Scheduling large workloads presents far greater complexity than scheduling individual Pods. Rather than evaluating each Pod independently, the scheduler must often consider the entire group holistically. Machine learning batch jobs exemplify this challenge: workers typically need strategic placement—such as co-location on the same rack—to maximize efficiency. Complicating matters further, the Pods comprising these workloads are frequently identical from a scheduling standpoint, which fundamentally alters the optimal scheduling approach.
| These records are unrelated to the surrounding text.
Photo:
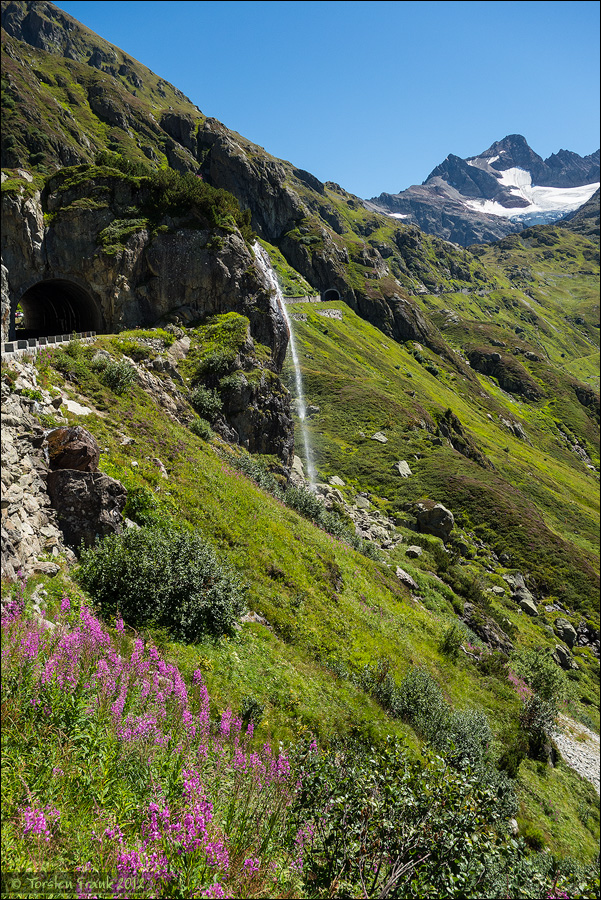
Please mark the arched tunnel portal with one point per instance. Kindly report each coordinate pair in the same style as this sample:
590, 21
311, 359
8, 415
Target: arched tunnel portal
52, 307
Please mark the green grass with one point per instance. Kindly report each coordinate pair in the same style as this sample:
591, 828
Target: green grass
331, 611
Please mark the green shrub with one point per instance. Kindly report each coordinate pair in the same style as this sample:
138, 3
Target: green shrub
118, 375
201, 428
381, 825
494, 664
450, 643
206, 402
516, 747
215, 365
421, 703
465, 739
170, 193
533, 836
537, 719
539, 670
164, 578
141, 505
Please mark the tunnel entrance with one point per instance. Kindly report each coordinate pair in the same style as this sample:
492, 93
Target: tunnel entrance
55, 307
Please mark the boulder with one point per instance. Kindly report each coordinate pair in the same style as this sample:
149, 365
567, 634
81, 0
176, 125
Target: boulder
406, 579
73, 448
527, 604
565, 632
297, 468
88, 504
563, 658
434, 518
413, 552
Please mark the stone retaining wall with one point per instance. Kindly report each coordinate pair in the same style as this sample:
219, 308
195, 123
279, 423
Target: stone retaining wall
31, 346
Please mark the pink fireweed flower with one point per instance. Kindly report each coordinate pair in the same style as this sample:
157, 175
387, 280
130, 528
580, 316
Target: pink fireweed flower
30, 644
226, 722
39, 821
215, 891
252, 865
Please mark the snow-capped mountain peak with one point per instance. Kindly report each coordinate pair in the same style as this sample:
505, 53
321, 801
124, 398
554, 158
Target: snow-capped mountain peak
504, 189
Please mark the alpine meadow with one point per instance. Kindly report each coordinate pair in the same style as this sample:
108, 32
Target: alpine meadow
300, 506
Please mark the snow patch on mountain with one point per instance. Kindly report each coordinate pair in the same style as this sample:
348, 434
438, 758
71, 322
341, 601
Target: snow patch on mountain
543, 202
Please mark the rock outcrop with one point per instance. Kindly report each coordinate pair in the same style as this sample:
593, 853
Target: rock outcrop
434, 518
89, 505
103, 269
30, 529
72, 448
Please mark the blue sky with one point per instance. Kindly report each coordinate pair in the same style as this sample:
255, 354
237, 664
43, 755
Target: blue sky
373, 94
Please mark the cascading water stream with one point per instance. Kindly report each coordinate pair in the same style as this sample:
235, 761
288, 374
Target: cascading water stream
262, 258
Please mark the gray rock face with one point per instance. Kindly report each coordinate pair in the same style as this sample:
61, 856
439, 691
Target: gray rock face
29, 525
73, 448
413, 552
528, 605
406, 579
487, 629
565, 631
520, 593
138, 282
258, 414
434, 518
88, 504
563, 658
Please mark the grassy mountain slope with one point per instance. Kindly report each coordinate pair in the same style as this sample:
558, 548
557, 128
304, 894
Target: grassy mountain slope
480, 367
330, 612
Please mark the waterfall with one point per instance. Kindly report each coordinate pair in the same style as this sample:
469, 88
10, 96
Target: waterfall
264, 262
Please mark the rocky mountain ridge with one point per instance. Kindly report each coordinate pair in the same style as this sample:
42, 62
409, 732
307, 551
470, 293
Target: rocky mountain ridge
500, 191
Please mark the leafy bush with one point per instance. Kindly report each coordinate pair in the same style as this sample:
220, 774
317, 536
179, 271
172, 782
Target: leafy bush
533, 836
132, 772
122, 163
206, 402
170, 193
118, 375
494, 664
201, 428
537, 719
515, 752
421, 702
165, 578
375, 824
539, 670
215, 365
465, 739
141, 506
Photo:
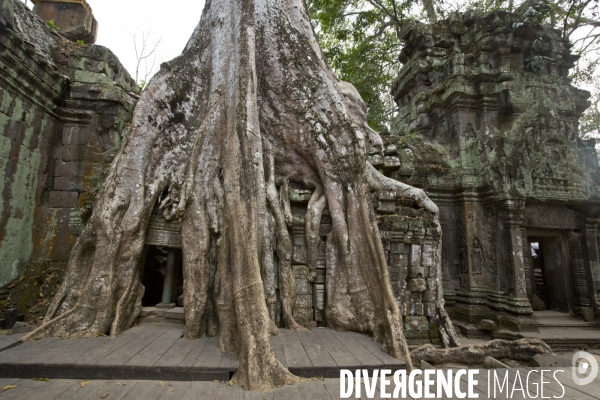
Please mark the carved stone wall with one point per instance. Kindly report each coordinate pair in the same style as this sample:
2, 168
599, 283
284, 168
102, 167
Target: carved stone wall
488, 125
63, 108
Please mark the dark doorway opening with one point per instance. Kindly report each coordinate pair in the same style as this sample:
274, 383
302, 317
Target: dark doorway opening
549, 279
153, 275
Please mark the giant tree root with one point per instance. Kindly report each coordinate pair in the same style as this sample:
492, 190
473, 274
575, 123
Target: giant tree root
216, 136
520, 350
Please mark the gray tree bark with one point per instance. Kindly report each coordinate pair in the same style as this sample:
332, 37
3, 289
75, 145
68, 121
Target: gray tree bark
217, 135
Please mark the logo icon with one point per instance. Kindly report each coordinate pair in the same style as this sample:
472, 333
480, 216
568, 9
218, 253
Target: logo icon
584, 364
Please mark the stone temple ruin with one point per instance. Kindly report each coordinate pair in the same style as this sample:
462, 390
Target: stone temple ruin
487, 124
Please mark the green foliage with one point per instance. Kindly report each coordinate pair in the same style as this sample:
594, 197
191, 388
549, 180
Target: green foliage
91, 187
50, 24
361, 44
360, 38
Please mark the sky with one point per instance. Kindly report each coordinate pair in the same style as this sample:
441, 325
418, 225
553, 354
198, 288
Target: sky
171, 21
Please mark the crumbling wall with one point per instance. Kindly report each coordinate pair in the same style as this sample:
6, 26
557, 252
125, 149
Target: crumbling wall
488, 125
63, 110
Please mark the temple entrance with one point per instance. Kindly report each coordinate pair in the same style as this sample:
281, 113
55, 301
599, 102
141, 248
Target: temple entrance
549, 273
162, 276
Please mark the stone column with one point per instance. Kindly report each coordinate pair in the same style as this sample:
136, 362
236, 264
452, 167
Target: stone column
513, 224
169, 278
590, 241
517, 302
166, 303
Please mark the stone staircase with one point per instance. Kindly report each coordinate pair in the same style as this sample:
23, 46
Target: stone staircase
4, 296
157, 316
556, 319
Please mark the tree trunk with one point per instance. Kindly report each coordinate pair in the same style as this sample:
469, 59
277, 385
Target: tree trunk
521, 350
249, 106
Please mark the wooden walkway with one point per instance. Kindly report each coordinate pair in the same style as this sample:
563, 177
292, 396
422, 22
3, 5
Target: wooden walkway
325, 389
159, 352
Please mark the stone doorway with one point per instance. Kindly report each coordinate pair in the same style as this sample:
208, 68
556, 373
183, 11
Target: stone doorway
549, 283
162, 276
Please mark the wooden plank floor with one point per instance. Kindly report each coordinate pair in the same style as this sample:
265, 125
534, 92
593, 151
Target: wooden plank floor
322, 389
160, 352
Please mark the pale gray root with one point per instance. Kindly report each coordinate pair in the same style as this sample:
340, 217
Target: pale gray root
268, 270
284, 197
250, 91
520, 350
287, 282
378, 181
492, 363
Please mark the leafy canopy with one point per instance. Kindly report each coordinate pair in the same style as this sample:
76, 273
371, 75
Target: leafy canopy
360, 39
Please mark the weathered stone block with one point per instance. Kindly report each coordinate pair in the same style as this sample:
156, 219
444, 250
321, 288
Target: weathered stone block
299, 254
302, 315
415, 254
63, 199
415, 323
429, 296
67, 184
391, 163
73, 152
386, 207
303, 286
376, 160
398, 260
415, 308
417, 271
319, 315
303, 301
487, 325
395, 273
76, 135
429, 309
318, 296
417, 285
71, 169
398, 248
300, 271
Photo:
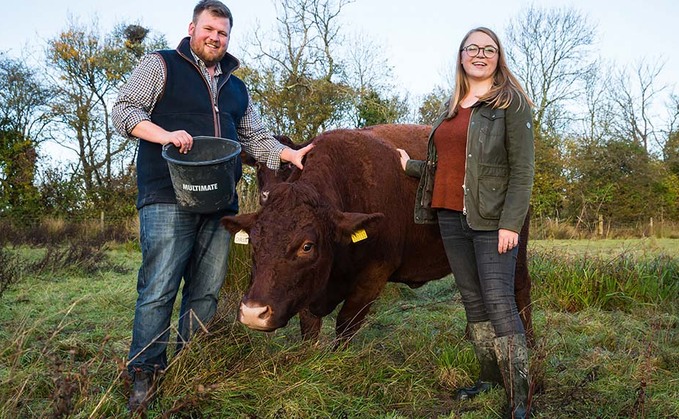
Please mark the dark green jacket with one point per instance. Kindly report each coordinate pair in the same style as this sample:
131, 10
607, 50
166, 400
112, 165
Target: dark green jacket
500, 166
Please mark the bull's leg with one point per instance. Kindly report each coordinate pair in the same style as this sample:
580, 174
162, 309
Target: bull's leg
357, 305
310, 325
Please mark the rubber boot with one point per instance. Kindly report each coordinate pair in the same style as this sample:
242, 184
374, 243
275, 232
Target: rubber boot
512, 356
143, 391
482, 336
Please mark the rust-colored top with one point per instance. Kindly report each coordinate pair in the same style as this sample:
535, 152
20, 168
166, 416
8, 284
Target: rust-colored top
450, 139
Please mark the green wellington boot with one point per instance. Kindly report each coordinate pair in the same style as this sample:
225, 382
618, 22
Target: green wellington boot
482, 336
512, 357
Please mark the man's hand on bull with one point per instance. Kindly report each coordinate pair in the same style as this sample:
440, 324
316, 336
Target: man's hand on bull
404, 157
295, 156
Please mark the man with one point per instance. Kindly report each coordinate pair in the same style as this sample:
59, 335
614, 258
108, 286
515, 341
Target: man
172, 96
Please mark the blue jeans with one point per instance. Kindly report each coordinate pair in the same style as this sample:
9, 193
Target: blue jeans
484, 277
175, 244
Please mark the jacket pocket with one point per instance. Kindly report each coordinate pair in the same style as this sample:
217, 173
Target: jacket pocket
493, 181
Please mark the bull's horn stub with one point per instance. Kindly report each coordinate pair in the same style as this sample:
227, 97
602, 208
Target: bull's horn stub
359, 235
241, 238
While numerous custom schedulers have emerged to handle workload scheduling efficiently, the prevalence and criticality of this use case—particularly in the AI era with its expanding requirements—demands native support. The time has come to elevate workloads to first-class status within kube-scheduler.
Workload aware scheduling
Kubernetes 1.35 delivers the initial wave of workload aware scheduling improvements. This release represents one milestone in a broader, multi-SIG initiative spanning several versions, designed to progressively enhance workload scheduling and management capabilities. The ultimate objective: seamless workload scheduling and management in Kubernetes, encompassing preemption, autoscaling, and beyond.
Version 1.35 introduces the Workload API, enabling you to specify both the desired topology and scheduling requirements of your workload. It includes an initial gang scheduling implementation that directs kube-scheduler to schedule gang Pods in an all-or-nothing manner. Additionally, the release optimizes scheduling for identical Pods—which typically constitute a gang—through opportunistic batching, substantially accelerating the process.
Workload API
The new Workload API resource belongs to the scheduling.k8s.io/v1alpha1 API group. This resource provides a structured, machine-readable specification of scheduling requirements for multi-Pod applications. While user-facing workloads like Jobs define what to execute, the Workload resource dictates how a Pod group should be scheduled and how its placement should be managed throughout its lifecycle.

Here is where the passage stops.